Squeezing a sponge of water and frothing bubbles onto bobbing breasts, Cordelia was still orange but decidedly less so. She was also as wet and sleek as an otter and looked a world away from the distraught and humiliated woman he’d left earlier in the night.
She gasped, “Angel,” and the next instant the sponge was flying straight at him. Angel didn’t both trying to step aside and simply let it splat onto his filthy coat.
In the bath, Cordelia had sunk deeper into the water and glared indignantly at him over the rim of the bath, “Get OUT!!” she yelped and crossed her arms over her body.
Irritated beyond memory, Angel did only because Connor started to cry from his crib. Striding over and shucking his coat and shirt so as not to get him dirty, Angel picked up his son and called over his shoulder, “You have some explaining to do, Cordelia.”
“*I* have some explaining to do-“ she seethed, “Who just waltzed in on who?”
“That ironic coming from you,” he called back, “You’re lucky I’ve stopped sleeping naked, the number of times you’ve just barged in here.”
That silenced her and sitting down in his favourite chair, Angel grinned down at his bright eyed son. “Got her,” he mouthed. Connor gurgled and stuffed a fist in his mouth.
Cordelia rallied, “Fine I’ll stop coming in here when I hear Connor crying so you don’t have to get up.”
Angel wasn’t fazed, “She’s lying,” he told Connor, “We both know she can’t resist you.”
An extra loud of splash of water indicated aggravation, “Hey! Don’t be bringing, Connor into this. It’s tacky for parents to drag kids into arguments.”
That statement did a lot towards soothing his temper at being sent on a wild-goose chase, still… “I want to know what’s happened between before and now, Cordy. I hate wasting my time; especially when it involves fire demons.”
“What’s the big deal,” she griped, “Lorne came back and we sorted it out. Apparently it’s only permanent for vamps because you guys don’t shed skin, or your cells don’t change or something. Me being human means, I can get rid of it- hence the long soak in a tub with some serious exfoliation going on.”
“Okay,” sighed, Angel lifting Connor so he could nuzzle the solid little belly, “I guess that makes some sense. I’m still going to be having a few strong words with Lorne though- did you know Quiggins has only one leg ‘cause he’s always upsetting the wrong customers. One day another vamp is gonna rip off the other one, too,” he prophesied grimly.
There was another pause. “Angel…”
“Thanks for the white knight routine- even if it was a waste of time.”
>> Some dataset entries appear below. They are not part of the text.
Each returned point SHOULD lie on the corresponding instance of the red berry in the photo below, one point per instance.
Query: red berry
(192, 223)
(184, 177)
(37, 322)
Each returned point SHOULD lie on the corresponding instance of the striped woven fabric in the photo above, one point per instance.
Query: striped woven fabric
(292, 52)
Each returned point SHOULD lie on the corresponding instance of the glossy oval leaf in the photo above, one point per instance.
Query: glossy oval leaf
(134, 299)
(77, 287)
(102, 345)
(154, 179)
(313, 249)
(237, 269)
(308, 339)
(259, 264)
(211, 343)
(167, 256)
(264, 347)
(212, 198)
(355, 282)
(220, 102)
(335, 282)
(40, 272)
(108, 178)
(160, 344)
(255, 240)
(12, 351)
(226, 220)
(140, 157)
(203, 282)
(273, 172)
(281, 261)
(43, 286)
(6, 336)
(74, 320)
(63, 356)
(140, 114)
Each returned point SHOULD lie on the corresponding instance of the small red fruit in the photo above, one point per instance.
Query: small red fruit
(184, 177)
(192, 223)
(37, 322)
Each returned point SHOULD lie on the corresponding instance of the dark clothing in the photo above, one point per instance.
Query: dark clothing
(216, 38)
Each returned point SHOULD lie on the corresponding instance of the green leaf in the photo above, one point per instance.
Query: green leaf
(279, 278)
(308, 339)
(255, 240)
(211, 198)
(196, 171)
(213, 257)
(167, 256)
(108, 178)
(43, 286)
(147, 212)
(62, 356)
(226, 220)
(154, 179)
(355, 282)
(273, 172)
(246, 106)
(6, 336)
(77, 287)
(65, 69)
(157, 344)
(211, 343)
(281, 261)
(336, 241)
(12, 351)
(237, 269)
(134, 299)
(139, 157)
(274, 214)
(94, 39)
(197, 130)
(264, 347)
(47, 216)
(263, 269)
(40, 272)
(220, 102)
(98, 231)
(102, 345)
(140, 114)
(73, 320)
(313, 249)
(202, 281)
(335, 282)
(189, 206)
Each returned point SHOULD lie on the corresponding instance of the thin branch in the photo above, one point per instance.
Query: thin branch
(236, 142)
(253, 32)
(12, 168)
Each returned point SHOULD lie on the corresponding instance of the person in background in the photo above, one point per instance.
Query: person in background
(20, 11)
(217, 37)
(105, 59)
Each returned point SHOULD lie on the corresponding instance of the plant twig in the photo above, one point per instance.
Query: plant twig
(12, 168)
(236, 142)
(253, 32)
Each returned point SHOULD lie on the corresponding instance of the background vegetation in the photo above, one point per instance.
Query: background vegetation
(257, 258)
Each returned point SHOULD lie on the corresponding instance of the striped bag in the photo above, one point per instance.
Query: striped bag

“Its lucky you love me, huh?”
That caught his attention, “What?”
“Its lucky I love you, too.”
“You do?” asked Angel staring towards the bathroom with a blaze of hope before remembrance set in, “Oh, like you do Wes, Fred and Gunn.” Damn
“Exactly,” replied Cordy brightly, then added, “Except you’re my favourite vamp.”
“Nice to be special,” murmured Angel with a sigh, a wry smile curving his lips as he settled Connor who was now blinking sleepily into the crook of his arms.
“So, do you think you could pass me back the sponge and shut the door?”